Module 1 : Into to the Problem
In Module 1, we are going to get familier with pandas, the python module which we use to process and analyze data. Processing could include removing unknown values from the data or replacing unknown values with the values which make sense, maybe 0. Analyzing the data could include finding out the trend of the stock price, e.g. how the stock prices changes with Nifty 50 Basket of stocks.
Problem Statements :
- Import the csv file of the Hindustan Unilever stock. Shares of a company can be offered in more than one category. The category of the stock is indicated in ‘Series’ column. If the csv file has data on more than one category, the ‘Date’ column will have repeating values. To avoid repititions in the date, remove all the rows where ‘Series’ column is NOT “EQ”. Analuyze and understand each column properly. One can use head(), tail() for this.
2. Calculate the maximum, minimum and the mean price for the last 90 days. (price=closing price until stated otherwise)
3. Analyze the data types for each column in the dataframe. Pandas knows how to deal with dates in an intellegent manner. But to make use of Pandas functionality for dates, you need to ensure that the column is of type ‘datetime64(ns)’. Change the date column from ‘object type to ‘datetime64(ns)’ for future convinience. See what happens if we subtract minimum value of the date column from maximum value.
4. In a seperate array calculate the monthwise VMAP (Volume weighted Average Price).
5. Write a function to calculate the average price over the last N days of the stock price data where N is a user defined parameter. Write a second function to calculate the profit/loss percentage over the last N days. Calculate the average price AND the profit/loss percentages over the course of last — 1 week, 2 weeks, 1 month, 3 months, 6 months and 1 year. {Note : Profit/Loss percentage between N days is the percentage change between the closing prices of the 2 days }
6. Add a column ‘Day_Perc_Change’ where the values are the daily change in percentages i.e. the percentage change between 2 consecutive day’s closing prices. Instead of using the basic mathematical formula for computing the same, use ‘pct_change()’ function provided by Pandas for dataframes. You will note that the first entry of the column will have a ‘Nan’ value. Why does this happen? Either remove the first row, or set the entry to 0 before proceeding.

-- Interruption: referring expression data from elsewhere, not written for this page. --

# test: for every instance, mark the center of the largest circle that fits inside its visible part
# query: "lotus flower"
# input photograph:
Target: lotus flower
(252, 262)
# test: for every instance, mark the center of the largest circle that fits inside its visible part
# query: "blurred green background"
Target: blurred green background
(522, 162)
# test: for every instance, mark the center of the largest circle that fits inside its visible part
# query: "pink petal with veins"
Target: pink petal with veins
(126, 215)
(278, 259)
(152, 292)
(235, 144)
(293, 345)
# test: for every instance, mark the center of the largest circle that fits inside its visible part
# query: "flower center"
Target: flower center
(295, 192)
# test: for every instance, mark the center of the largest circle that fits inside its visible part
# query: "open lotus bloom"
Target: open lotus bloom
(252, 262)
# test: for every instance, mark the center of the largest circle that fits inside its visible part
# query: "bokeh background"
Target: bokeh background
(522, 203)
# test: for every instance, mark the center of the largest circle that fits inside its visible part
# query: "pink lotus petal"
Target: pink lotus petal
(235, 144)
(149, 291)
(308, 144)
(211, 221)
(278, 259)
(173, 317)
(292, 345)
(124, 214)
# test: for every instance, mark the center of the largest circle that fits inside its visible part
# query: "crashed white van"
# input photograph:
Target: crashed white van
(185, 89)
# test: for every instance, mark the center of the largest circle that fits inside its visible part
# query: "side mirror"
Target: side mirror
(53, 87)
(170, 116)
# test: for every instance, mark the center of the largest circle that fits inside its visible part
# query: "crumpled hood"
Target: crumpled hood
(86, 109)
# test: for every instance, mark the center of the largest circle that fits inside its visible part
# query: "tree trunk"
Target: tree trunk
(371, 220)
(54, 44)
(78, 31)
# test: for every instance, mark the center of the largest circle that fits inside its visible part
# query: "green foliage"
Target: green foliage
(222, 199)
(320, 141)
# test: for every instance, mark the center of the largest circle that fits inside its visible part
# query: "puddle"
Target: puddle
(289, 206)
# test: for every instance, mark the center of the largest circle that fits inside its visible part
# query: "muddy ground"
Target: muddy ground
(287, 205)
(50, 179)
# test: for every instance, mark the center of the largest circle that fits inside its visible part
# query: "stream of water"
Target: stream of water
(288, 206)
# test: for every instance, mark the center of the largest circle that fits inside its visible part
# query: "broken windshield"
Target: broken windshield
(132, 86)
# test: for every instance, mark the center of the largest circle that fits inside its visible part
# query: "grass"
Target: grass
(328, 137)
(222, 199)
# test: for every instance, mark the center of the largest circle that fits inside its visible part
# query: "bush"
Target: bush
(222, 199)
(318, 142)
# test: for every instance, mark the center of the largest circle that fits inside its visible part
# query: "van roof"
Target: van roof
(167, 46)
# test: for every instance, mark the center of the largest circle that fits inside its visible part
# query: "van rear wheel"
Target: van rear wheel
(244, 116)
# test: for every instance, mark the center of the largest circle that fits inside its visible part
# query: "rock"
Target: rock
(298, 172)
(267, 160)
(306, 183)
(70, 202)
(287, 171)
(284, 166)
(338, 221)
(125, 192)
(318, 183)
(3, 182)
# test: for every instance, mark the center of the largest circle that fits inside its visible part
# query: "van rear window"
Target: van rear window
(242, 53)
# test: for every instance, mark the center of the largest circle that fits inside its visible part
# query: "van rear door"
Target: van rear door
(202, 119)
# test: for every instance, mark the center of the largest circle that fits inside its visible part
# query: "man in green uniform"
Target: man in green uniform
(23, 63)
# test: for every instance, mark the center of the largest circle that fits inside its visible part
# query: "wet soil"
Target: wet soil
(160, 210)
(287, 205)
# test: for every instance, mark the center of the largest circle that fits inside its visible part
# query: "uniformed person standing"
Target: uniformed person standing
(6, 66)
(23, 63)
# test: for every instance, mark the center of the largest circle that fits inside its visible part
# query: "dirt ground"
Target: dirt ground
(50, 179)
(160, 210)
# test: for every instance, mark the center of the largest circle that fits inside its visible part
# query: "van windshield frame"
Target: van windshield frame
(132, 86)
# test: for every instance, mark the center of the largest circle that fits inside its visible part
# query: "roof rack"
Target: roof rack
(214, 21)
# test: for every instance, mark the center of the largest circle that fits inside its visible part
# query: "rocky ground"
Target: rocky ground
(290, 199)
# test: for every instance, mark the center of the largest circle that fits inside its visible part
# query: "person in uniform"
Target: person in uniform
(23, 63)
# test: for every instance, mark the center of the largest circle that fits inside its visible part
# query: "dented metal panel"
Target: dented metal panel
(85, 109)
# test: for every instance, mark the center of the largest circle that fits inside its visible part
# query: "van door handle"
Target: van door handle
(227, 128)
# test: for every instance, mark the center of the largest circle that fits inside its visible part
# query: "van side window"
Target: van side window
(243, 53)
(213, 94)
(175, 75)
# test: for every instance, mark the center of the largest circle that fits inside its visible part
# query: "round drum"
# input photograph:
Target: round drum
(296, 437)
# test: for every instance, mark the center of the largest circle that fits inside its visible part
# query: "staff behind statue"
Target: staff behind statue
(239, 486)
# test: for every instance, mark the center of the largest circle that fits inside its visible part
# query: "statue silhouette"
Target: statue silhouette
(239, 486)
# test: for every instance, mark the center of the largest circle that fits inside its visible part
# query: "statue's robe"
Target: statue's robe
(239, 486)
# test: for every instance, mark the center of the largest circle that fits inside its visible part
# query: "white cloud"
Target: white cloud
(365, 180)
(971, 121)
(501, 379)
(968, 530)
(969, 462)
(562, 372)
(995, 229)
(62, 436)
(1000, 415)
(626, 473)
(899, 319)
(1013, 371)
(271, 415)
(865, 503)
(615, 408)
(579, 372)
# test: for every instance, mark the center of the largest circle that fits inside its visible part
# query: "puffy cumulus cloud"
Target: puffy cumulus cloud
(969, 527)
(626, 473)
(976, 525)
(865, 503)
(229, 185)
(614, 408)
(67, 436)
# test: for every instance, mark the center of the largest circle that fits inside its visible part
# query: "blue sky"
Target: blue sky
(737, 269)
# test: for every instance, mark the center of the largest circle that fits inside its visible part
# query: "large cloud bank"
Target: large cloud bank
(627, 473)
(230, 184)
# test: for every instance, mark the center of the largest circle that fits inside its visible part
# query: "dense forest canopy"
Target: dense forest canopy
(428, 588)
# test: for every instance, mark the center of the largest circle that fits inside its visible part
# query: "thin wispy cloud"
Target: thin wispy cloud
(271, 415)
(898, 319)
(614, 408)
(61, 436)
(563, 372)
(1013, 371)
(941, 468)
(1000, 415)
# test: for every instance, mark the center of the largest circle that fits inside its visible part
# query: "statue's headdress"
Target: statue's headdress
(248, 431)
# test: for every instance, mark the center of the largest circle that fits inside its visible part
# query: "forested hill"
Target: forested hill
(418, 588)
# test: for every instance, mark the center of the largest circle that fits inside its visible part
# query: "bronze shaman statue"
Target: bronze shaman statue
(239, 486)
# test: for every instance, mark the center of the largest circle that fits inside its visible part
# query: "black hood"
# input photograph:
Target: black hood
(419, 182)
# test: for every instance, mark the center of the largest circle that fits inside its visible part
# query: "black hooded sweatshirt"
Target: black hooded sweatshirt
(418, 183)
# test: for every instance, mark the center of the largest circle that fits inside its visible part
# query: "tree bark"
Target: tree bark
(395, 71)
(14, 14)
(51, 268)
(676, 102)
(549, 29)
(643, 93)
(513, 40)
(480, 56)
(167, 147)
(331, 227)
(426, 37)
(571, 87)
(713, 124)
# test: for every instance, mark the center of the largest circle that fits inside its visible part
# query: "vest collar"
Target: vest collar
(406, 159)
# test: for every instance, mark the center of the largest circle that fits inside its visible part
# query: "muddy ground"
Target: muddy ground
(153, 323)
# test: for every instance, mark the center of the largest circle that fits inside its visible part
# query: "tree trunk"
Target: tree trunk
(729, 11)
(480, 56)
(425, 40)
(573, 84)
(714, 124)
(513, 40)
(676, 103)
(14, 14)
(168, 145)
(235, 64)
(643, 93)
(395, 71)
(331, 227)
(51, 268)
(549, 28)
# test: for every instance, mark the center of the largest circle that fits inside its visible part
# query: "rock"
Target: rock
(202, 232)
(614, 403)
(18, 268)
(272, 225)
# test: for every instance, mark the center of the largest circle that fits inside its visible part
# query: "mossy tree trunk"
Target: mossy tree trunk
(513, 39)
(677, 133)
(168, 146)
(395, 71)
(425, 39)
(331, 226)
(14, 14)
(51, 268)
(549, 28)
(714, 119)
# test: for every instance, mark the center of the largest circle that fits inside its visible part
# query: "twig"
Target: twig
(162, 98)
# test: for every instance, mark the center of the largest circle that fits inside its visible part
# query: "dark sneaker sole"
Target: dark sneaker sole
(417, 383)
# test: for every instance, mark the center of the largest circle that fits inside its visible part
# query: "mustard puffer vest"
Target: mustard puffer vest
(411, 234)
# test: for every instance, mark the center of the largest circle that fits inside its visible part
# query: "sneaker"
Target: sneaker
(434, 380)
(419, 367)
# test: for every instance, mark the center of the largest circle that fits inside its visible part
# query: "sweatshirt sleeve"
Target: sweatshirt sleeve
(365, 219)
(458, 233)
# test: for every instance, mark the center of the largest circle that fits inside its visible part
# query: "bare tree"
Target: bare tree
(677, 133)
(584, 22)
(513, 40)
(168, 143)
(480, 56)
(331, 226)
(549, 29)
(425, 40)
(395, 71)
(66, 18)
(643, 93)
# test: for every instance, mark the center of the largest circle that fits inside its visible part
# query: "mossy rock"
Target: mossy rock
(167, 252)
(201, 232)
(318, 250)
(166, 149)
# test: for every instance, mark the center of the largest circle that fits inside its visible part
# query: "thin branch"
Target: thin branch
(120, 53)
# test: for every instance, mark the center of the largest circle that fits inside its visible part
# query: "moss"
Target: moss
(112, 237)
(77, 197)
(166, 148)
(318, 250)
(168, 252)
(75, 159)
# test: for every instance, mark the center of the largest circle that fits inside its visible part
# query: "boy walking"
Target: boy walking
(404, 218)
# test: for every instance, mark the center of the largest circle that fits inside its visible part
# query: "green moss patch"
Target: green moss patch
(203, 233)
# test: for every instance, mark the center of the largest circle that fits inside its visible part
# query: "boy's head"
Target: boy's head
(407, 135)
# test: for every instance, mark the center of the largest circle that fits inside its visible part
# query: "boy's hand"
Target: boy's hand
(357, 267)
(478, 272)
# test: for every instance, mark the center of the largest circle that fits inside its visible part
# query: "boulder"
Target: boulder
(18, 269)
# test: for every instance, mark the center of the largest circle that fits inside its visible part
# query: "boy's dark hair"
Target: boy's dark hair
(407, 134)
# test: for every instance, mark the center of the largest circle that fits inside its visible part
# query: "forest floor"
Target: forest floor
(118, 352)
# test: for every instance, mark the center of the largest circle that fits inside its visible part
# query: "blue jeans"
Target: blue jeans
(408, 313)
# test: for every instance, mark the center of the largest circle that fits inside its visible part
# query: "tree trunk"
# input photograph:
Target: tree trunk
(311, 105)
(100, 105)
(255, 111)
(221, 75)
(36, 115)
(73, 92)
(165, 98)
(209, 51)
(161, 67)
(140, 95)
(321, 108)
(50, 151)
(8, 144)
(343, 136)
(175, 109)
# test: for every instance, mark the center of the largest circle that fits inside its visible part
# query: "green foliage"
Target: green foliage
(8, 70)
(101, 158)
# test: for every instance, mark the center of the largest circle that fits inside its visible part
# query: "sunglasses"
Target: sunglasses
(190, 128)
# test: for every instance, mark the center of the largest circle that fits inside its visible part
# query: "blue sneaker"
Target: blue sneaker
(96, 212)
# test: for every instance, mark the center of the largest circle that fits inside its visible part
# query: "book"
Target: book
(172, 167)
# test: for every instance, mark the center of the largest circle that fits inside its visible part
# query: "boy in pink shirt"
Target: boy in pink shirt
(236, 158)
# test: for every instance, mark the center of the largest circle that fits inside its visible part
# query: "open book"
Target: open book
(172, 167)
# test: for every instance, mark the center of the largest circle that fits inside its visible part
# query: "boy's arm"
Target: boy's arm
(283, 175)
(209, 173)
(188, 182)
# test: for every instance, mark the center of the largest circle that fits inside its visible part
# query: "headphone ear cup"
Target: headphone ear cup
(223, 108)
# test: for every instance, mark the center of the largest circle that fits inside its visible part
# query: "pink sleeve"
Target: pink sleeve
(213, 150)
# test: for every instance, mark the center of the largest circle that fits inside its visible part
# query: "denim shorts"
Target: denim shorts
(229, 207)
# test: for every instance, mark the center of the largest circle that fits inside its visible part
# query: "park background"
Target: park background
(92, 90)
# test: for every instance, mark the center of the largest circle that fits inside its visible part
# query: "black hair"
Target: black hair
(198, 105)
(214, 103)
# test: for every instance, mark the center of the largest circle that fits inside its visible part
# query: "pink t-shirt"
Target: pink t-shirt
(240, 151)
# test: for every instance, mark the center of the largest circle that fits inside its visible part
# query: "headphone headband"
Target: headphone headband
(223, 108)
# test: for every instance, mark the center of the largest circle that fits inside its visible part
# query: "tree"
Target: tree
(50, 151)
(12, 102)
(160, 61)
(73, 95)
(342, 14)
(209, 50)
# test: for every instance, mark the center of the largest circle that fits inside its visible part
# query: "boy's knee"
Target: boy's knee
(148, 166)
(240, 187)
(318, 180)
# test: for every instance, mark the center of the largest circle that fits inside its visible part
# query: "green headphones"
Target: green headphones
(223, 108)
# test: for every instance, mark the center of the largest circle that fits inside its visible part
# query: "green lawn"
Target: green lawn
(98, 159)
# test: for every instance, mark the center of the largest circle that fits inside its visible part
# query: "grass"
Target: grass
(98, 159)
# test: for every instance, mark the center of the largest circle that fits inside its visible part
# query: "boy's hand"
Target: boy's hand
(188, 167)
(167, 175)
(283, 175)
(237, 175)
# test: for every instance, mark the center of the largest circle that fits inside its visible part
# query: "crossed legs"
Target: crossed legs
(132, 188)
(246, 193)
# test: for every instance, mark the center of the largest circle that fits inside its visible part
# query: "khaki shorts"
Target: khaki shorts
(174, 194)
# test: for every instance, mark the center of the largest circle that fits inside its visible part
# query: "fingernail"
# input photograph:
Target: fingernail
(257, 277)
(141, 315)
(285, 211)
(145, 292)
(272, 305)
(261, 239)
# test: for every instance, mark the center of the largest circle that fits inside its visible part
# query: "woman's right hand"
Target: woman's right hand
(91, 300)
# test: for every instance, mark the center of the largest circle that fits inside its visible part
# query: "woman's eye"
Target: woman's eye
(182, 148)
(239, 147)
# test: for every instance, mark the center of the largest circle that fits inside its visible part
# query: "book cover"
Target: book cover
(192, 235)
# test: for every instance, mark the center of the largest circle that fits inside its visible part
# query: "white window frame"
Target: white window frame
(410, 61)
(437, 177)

7. Add another column ‘Trend’ whose values are:
- ‘Slight or No change’ for ‘Day_Perc_Change’ in between -0.005 and 0.005
- ‘Slight positive’ for ‘Day_Perc_Change’ in between 0.005 and 0.01
- ‘Slight negative’ for ‘Day_Perc_Change’ in between -0.005 and -0.01
- ‘Positive’ for ‘Day_Perc_Change’ in between 0.01 and 0.03
- ‘Negative’ for ‘Day_Perc_Change’ in between -0.01 and -0.03
- ‘Among top gainers’ for ‘Day_Perc_Change’ in between 0.03 and 0.07
- ‘Among top losers’ for ‘Day_Perc_Change’ in between -0.03 and -0.07
- ‘Bull run’ for ‘Day_Perc_Change’ >0.07
- ‘Bear drop’ for ‘Day_Perc_Change’ <-0.07
8. Find the average and median values of the column ‘Total Traded Quantity’ for each of the types of ‘Trend’.
9.SAVE the dataframe with the additional columns computed as a csv file week2.csv. In Module 2, you are going to get familiar with matplotlib, the python module which is used to visualize data.